If a police enquiry is made by telephone, it is important to record the name, station, contact number and, preferably, to call back the station, asking for the information after checking its validity. All police statements should be handled by the hospital’s legal department, including requests and completion of statements by clinical staff.

The doctor should state his or her credentials and experience before giving details of a history and physical findings. It is important to be objective and to avoid venturing opinions outside the doctor’s area of expertise.

Assistance is also given to help police seeking to identify missing or deceased persons.

Medical reports by treating clinicians or experts can be provided to lawyers or police officers acting on behalf of a prosecution or defending lawyer after written consent is obtained from the patient. Such reports are the intellectual property of the doctor writing the report. Although a patient has a right to view reports about himself or herself, there is no right for a copy to be supplied unless an appropriate fee for preparation of the report is paid.

Patient health information

Privacy of patients’ health information refers to

• their medical and social conditions.

• their medical records.

• any images (still, video or diagnostic imaging).

• results of investigations.

• their treatments.

• their treating doctors.

• specialist and medicolegal reports.

Legislation

The confidentiality of health information has been the focus of legislation over recent years.

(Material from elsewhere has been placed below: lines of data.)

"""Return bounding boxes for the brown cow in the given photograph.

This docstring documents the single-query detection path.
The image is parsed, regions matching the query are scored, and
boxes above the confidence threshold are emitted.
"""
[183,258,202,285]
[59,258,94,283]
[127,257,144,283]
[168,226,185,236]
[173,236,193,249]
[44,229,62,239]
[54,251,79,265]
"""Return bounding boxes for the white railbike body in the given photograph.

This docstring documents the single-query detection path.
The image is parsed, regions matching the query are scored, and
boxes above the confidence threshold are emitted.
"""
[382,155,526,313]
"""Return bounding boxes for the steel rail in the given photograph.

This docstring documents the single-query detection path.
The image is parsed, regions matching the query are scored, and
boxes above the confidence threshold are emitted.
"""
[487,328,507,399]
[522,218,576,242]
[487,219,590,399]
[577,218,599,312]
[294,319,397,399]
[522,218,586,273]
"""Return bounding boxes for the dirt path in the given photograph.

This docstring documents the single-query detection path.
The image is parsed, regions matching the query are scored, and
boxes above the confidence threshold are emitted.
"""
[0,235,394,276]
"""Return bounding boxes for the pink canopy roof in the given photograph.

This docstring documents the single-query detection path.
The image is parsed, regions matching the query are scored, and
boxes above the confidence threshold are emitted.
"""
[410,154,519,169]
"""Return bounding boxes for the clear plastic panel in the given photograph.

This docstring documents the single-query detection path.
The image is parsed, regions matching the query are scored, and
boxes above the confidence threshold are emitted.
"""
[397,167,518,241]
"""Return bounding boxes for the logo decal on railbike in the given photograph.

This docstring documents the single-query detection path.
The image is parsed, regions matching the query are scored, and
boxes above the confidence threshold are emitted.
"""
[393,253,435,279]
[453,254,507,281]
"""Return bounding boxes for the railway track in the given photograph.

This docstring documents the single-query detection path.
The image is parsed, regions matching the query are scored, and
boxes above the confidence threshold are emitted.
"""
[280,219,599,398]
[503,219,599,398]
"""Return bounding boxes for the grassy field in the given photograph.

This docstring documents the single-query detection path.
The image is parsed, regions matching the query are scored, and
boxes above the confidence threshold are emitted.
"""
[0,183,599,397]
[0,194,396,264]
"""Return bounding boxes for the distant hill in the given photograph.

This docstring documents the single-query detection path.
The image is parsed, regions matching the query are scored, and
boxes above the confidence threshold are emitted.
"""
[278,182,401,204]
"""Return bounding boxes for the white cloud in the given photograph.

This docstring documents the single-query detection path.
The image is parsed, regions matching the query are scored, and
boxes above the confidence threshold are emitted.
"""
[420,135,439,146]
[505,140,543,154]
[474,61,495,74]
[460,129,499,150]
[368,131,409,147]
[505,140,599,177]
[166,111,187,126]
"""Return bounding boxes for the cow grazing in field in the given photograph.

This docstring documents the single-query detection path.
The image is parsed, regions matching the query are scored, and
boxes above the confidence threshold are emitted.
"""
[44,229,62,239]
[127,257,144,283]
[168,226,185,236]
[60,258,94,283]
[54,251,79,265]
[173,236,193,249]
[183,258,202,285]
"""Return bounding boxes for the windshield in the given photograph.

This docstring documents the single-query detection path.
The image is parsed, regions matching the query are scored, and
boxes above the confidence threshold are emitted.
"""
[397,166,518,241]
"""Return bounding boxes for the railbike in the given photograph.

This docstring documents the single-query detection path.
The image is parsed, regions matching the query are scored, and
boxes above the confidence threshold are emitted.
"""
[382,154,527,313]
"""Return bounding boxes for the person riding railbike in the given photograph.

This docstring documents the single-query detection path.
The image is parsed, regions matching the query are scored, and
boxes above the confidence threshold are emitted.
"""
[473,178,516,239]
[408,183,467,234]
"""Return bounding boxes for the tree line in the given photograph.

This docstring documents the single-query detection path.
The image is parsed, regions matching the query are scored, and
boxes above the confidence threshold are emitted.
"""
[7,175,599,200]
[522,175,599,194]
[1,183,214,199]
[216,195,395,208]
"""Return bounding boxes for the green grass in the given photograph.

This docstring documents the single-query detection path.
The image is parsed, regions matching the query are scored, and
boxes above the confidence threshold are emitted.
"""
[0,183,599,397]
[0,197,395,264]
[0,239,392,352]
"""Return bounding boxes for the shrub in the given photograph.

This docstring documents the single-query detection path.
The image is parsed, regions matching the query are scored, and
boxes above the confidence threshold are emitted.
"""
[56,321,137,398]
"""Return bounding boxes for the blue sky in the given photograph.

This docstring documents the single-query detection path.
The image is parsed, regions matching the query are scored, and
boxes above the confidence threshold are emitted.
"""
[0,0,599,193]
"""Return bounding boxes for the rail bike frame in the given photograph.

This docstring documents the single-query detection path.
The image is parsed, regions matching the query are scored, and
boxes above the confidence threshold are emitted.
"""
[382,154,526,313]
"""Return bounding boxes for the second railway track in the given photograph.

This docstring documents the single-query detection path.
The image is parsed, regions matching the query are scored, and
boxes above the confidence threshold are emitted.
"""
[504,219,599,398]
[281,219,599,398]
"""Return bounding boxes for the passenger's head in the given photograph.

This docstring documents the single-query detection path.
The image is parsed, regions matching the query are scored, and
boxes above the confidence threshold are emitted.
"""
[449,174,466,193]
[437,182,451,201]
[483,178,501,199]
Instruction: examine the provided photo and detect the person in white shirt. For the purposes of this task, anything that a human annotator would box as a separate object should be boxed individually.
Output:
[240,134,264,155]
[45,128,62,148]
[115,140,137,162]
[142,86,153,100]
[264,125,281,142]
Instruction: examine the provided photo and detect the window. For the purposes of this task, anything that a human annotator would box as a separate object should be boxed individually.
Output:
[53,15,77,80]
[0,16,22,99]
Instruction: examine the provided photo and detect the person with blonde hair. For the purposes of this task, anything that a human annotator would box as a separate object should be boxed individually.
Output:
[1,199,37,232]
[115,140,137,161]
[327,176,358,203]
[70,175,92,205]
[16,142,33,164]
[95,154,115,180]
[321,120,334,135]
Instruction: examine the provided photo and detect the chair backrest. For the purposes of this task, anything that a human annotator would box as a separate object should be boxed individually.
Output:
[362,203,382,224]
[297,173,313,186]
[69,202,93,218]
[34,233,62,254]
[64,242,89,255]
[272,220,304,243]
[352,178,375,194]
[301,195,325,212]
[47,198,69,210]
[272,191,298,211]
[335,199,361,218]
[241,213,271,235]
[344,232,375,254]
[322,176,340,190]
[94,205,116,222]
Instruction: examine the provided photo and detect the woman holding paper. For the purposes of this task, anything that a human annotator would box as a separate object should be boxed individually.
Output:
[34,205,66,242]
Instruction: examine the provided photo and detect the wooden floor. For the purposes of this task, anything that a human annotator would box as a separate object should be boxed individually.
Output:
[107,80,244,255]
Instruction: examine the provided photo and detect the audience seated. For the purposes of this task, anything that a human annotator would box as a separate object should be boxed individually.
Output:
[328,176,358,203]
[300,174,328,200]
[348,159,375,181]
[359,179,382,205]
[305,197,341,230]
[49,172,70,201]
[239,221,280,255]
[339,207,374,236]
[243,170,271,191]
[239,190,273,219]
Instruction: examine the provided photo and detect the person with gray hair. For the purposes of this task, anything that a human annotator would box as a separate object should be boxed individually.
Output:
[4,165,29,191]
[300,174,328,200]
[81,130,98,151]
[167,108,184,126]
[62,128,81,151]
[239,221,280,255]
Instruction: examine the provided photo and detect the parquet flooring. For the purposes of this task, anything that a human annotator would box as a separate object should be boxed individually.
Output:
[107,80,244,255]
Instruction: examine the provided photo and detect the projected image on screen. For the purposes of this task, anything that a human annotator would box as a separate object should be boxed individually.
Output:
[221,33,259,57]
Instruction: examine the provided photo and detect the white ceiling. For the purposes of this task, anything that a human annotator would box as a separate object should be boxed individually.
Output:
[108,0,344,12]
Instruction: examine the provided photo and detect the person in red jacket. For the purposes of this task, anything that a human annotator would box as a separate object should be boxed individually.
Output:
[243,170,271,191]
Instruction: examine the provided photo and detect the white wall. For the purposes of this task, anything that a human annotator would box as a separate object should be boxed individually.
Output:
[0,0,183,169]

The Privacy Act 1988 applied only to the Australian Commonwealth public sector, but steps were taken early on to introduce it to the private sector, resulting in the Privacy Amendment (Private Sector) Act 2000, which became a law covering the private (and public) health sector in December 2001. Patients who have been treated in public hospitals are able to gain access to their medical records by means of the relevant state or territory freedom of information act (e.g. Freedom of Information Act 1982 [Victoria]). Patients treated in a private hospital, by a private doctor or other private health professional have a right to gain access under the relevant state or territory health records act (e.g. Health Records Act 2001 [Victoria]) and also under the Privacy Act 1988 (Commonwealth).

New Zealand’s Privacy Act was enacted in 1993 and was used to develop the Health Network Code of Practice and Health Information Privacy Code 1994, which was further modified by the Health Information Standards Organization in 2005.